1er mai: échauffourées à Istanbul, Castro absent à La Havane

(afp) Des échauffourées, des tirs en l'air de la police et des centaines d'arrestations ont eu lieu mardi à Istanbul lors des célébrations de la Fête du travail, marquée par des défilés à travers le monde et dont le président cubain Fidel Castro, toujours convalescent, a été absent.

Des incidents ont eu lieu à Macao, Téhéran et Berlin, mais c'est à Istanbul que les violences les plus graves se sont produites.

Dans plusieurs quartiers de la métropole turque, la police a tiré en l'air et a affronté avec des gaz lacrymogènes et des canons à eau des groupes de manifestants armés de bâtons et de pierres. Ces derniers voulaient se rassembler, malgré l'interdiction des autorités, sur une place où trente quatre personnes avaient trouvé la mort il y a trente ans, le 1er mai 1977.

Le gouverneur d'Istanbul a annoncé l'interpellation de près de 600 personnes. Des syndicats ont dénoncé l'arrestation de six de leurs dirigeants et affirmé qu'une personne avait été grièvement blessée.

Ces heurts sont survenus dans un contexte de forte tension politique en Turquie, où un ministre issu de la mouvance islamiste se présente à la présidence. Cette candidature a provoqué une mise en garde de l'armée et d'énormes manifestations.

A l'autre extrémité de l'Asie, à Macao, un millier de personnes ont protesté contre l'immigration clandestine chinoise attirée par des emplois dans la capitale mondiale du jeu. Des débordements se sont produits et la police a tiré en l'air. Une personne a été vue avec une blessure au visage.

En Iran, quelques centaines d'ouvriers ont manifesté à Téhéran pour plus de justice et critiqué l'incapacité des autorités à améliorer leurs conditions de vie. La police anti-émeutes a dispersé les manifestants après des affrontements sporadiques.

En Allemagne, la police a arrêté 61 personnes dans la nuit de lundi à mardi à Berlin lors d'incidents.
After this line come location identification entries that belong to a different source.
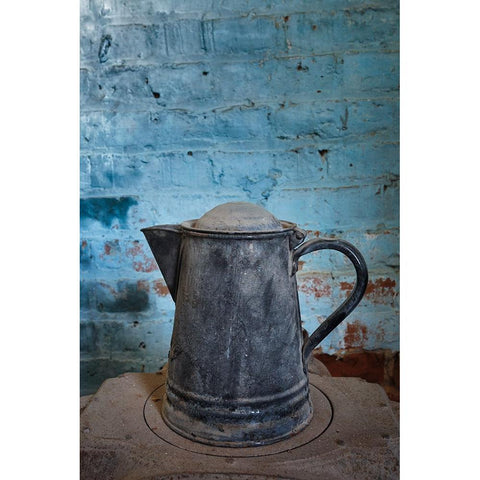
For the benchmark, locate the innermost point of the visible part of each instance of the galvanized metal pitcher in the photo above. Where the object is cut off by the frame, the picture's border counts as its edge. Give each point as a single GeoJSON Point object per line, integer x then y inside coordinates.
{"type": "Point", "coordinates": [237, 366]}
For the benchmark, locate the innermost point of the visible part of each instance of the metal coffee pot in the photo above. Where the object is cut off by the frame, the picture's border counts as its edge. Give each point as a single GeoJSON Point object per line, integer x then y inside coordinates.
{"type": "Point", "coordinates": [237, 366]}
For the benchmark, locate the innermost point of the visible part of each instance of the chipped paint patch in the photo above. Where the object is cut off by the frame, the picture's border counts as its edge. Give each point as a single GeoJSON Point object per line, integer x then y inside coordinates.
{"type": "Point", "coordinates": [160, 288]}
{"type": "Point", "coordinates": [381, 290]}
{"type": "Point", "coordinates": [355, 334]}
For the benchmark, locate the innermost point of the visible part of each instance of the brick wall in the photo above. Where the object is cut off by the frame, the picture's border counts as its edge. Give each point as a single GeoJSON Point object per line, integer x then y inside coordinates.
{"type": "Point", "coordinates": [187, 104]}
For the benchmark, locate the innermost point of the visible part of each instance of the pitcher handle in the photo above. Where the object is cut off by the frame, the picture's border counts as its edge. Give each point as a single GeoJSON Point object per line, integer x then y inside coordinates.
{"type": "Point", "coordinates": [353, 299]}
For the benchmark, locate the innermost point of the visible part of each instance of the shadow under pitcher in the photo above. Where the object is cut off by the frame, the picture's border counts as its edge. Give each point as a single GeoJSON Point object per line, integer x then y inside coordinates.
{"type": "Point", "coordinates": [237, 366]}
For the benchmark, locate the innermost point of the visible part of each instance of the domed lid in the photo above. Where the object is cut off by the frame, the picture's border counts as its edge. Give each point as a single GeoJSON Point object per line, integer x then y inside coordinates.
{"type": "Point", "coordinates": [239, 217]}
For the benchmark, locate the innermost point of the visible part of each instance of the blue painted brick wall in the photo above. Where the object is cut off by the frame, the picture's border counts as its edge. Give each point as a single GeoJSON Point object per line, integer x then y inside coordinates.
{"type": "Point", "coordinates": [186, 104]}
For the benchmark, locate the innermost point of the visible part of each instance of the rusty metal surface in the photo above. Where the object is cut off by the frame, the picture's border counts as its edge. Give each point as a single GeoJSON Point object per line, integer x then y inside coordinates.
{"type": "Point", "coordinates": [360, 442]}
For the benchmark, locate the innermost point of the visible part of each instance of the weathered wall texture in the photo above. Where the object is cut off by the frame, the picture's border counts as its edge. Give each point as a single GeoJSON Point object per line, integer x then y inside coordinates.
{"type": "Point", "coordinates": [187, 104]}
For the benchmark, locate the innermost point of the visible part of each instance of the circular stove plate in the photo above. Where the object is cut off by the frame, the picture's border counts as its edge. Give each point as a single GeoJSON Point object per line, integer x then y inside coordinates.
{"type": "Point", "coordinates": [322, 417]}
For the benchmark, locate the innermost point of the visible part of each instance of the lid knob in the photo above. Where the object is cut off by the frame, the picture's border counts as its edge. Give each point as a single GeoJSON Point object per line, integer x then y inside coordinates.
{"type": "Point", "coordinates": [238, 217]}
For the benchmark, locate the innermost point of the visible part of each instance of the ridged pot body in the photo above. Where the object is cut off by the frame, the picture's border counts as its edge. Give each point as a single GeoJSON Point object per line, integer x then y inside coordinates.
{"type": "Point", "coordinates": [236, 374]}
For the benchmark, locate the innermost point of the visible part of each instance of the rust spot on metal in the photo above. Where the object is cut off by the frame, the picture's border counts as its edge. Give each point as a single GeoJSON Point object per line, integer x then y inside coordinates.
{"type": "Point", "coordinates": [160, 288]}
{"type": "Point", "coordinates": [376, 366]}
{"type": "Point", "coordinates": [355, 334]}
Le 1er mai donne chaque année lieu à des échauffourées dans la capitale allemande.

Ailleurs dans le monde, les rassemblements sont restés dans l'ensemble pacifiques.
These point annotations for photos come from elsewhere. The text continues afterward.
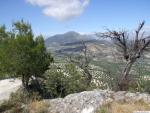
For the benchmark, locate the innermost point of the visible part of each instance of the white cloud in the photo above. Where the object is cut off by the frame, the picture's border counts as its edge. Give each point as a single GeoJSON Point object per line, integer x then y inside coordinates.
{"type": "Point", "coordinates": [61, 9]}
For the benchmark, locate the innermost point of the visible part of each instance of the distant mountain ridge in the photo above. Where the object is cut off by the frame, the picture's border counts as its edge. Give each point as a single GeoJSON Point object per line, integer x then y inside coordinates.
{"type": "Point", "coordinates": [69, 37]}
{"type": "Point", "coordinates": [72, 42]}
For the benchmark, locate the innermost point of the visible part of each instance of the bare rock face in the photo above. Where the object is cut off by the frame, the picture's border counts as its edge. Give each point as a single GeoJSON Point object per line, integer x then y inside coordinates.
{"type": "Point", "coordinates": [89, 101]}
{"type": "Point", "coordinates": [84, 102]}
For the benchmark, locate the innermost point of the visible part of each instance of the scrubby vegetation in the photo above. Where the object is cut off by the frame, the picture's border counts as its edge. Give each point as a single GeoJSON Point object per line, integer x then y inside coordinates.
{"type": "Point", "coordinates": [25, 56]}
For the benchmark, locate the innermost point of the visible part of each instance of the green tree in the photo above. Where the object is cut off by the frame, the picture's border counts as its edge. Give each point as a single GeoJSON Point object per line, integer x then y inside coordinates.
{"type": "Point", "coordinates": [26, 55]}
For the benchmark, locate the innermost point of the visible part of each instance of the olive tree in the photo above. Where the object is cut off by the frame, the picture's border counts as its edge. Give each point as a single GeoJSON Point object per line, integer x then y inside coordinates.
{"type": "Point", "coordinates": [132, 48]}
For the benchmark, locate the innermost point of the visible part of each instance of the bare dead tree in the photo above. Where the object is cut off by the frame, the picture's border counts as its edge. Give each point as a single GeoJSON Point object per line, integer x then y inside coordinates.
{"type": "Point", "coordinates": [83, 62]}
{"type": "Point", "coordinates": [131, 49]}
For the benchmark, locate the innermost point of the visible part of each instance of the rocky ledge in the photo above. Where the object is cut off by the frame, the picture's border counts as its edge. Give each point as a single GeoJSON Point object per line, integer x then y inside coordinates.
{"type": "Point", "coordinates": [90, 101]}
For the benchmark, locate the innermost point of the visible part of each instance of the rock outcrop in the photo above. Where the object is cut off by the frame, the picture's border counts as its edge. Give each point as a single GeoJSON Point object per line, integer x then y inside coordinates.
{"type": "Point", "coordinates": [90, 101]}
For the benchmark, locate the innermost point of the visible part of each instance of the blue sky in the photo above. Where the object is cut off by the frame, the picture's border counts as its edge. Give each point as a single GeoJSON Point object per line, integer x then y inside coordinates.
{"type": "Point", "coordinates": [91, 16]}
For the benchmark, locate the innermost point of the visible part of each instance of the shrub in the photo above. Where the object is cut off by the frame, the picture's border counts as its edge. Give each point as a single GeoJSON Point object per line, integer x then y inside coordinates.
{"type": "Point", "coordinates": [61, 82]}
{"type": "Point", "coordinates": [18, 101]}
{"type": "Point", "coordinates": [38, 107]}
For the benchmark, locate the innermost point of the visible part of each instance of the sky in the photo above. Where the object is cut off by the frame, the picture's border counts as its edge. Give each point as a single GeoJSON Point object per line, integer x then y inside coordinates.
{"type": "Point", "coordinates": [49, 17]}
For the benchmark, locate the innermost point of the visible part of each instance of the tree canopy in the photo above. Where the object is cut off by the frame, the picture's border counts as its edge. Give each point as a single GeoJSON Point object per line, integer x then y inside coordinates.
{"type": "Point", "coordinates": [22, 54]}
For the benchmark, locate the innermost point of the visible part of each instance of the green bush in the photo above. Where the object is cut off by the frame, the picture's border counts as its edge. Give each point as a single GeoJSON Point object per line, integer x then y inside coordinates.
{"type": "Point", "coordinates": [61, 82]}
{"type": "Point", "coordinates": [18, 102]}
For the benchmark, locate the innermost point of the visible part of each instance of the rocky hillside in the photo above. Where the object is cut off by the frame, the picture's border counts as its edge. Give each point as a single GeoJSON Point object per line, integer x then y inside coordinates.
{"type": "Point", "coordinates": [91, 101]}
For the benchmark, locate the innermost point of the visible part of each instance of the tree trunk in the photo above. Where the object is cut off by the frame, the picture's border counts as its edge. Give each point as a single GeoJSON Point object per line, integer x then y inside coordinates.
{"type": "Point", "coordinates": [123, 83]}
{"type": "Point", "coordinates": [25, 81]}
{"type": "Point", "coordinates": [88, 77]}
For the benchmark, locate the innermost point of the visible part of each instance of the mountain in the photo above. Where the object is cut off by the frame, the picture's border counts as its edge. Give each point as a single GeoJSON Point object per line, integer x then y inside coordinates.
{"type": "Point", "coordinates": [72, 42]}
{"type": "Point", "coordinates": [68, 37]}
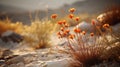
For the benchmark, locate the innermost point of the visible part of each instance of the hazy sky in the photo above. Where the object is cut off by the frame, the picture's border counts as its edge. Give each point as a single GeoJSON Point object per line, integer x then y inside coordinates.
{"type": "Point", "coordinates": [36, 4]}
En Italie, 100.000 personnes ont manifesté à Turin (nord), ville symbole de l'industrie italienne, pour dénoncer les accidents du travail qui font plus de 1.200 morts et 20.000 blessés chaque année dans le pays.

En Russie, des dizaines de milliers de personnes ont manifesté à l'appel des syndicats favorables aux autorités, des communistes nostalgiques de l'époque soviétique et de quelques partis d'opposition, sous la surveillance des forces de l'ordre.

Des centaines de travailleurs ont défilé pacifiquement dans les 36 Etats du Nigeria pour réclamer de meilleurs salaires et une amélioration de leur niveau de vie.

En Indonésie, des dizaines de milliers de personnes ont exigé une revalorisation des salaires et dénoncé les firmes étrangères qui exploitent selon elles la main-d'oeuvre locale.

En Corée du Sud, une manifestation a réuni des travailleurs du Nord et du Sud, pour la première fois depuis la division de la péninsule.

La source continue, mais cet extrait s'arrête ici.